Das Cobbe-Porträt / The Cobbe Portrait

b. Stellungnahmen / Comments

Extract from the Book Review by Professor Emeritus Michael Patterson (De Montfort University, Leicester) on The True Face of William Shakespeare by Hildegard Hammerschmidt-Hummel. London: Chaucer Press, 2006. Pp. 208 + 116 illus. £25. Hb. ISBN 190449565

Theatre Research International 32 (2007), pp. 327-328.

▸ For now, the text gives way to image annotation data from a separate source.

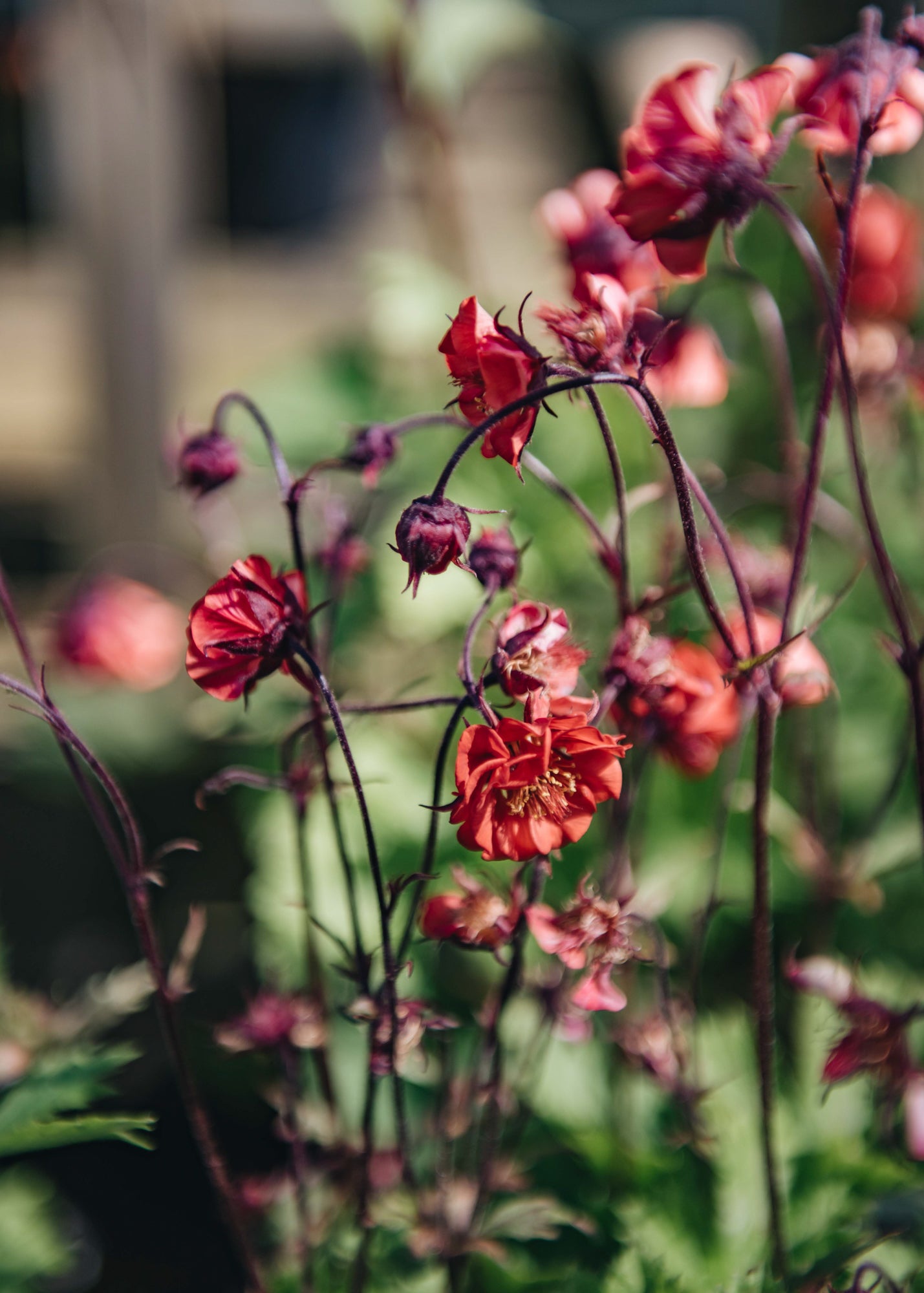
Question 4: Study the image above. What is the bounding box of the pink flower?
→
[527,877,638,1011]
[440,296,545,471]
[610,63,791,278]
[495,601,590,702]
[57,575,182,692]
[774,31,924,155]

Ours is a visual age, much of our information derived from images on a flickering screen. It is therefore appropriate that we should have a healthy curiosity about the appearance of our greatest playwright and also how his works have been depicted by artists in the past. Professor Hammerschmidt-Hummel’s elegantly produced volume will surely stand as the definitive work which solves many of the mysteries surrounding the few images of Shakespeare that we possess. With meticulous scholarship and using techniques of face recognition employed by the German Federal Bureau of Criminal Investigation, the author shows that the so-called Chandos and Flower portraits are almost certainly authentic and painted during the playwright’s lifetime. This establishes that the 1623 Droeshout engraving which precedes the First Folio was copied from the Flower portrait, not vice versa. Perhaps most controversially, the author is very persuasive about the authenticity of the Darmstadt death mask, demonstrating not only that its features exactly reproduce those of the other images of Shakespeare but also tracing its provenance with great care. It is thrilling to consider that an object that was in contact with Shakespeare’s face can be examined today.

Hammerschmidt-Hummel’s research, while leaving a question mark over the Janssen portrait, convincingly dismisses the claims of the Sanders and Grafton portraits (the latter embraced by Peter Ackroyd in Shakespeare: The Biography as probably authentic – see Ackroyd, pp. 159-60, 382). Two other interesting facts emerge from the author’s work: first, evidence that Shakespeare probably suffered from a cancerous condition, chronic skin sarcoidosis, which would help to explain his decision to give up the theatre and retire to Stratford. One might indeed fancifully speculate whether The Tempest is a reflection on his illness: a creative man, whose power is usurped by his own flesh (his brother) and cast out into frustrating isolation. The other insight is provided by the fact that the Flower portrait was painted over an image of the Madonna with child, suggesting that Shakespeare was, as often suspected, in sympathy with the ”old religion” and needed to hide his adherence to it.

The translation (by Alan Bance) is fluent and reads well ... . What would amplify this already intriguing volume would be a website which allowed one to morph the different images of Shakespeare.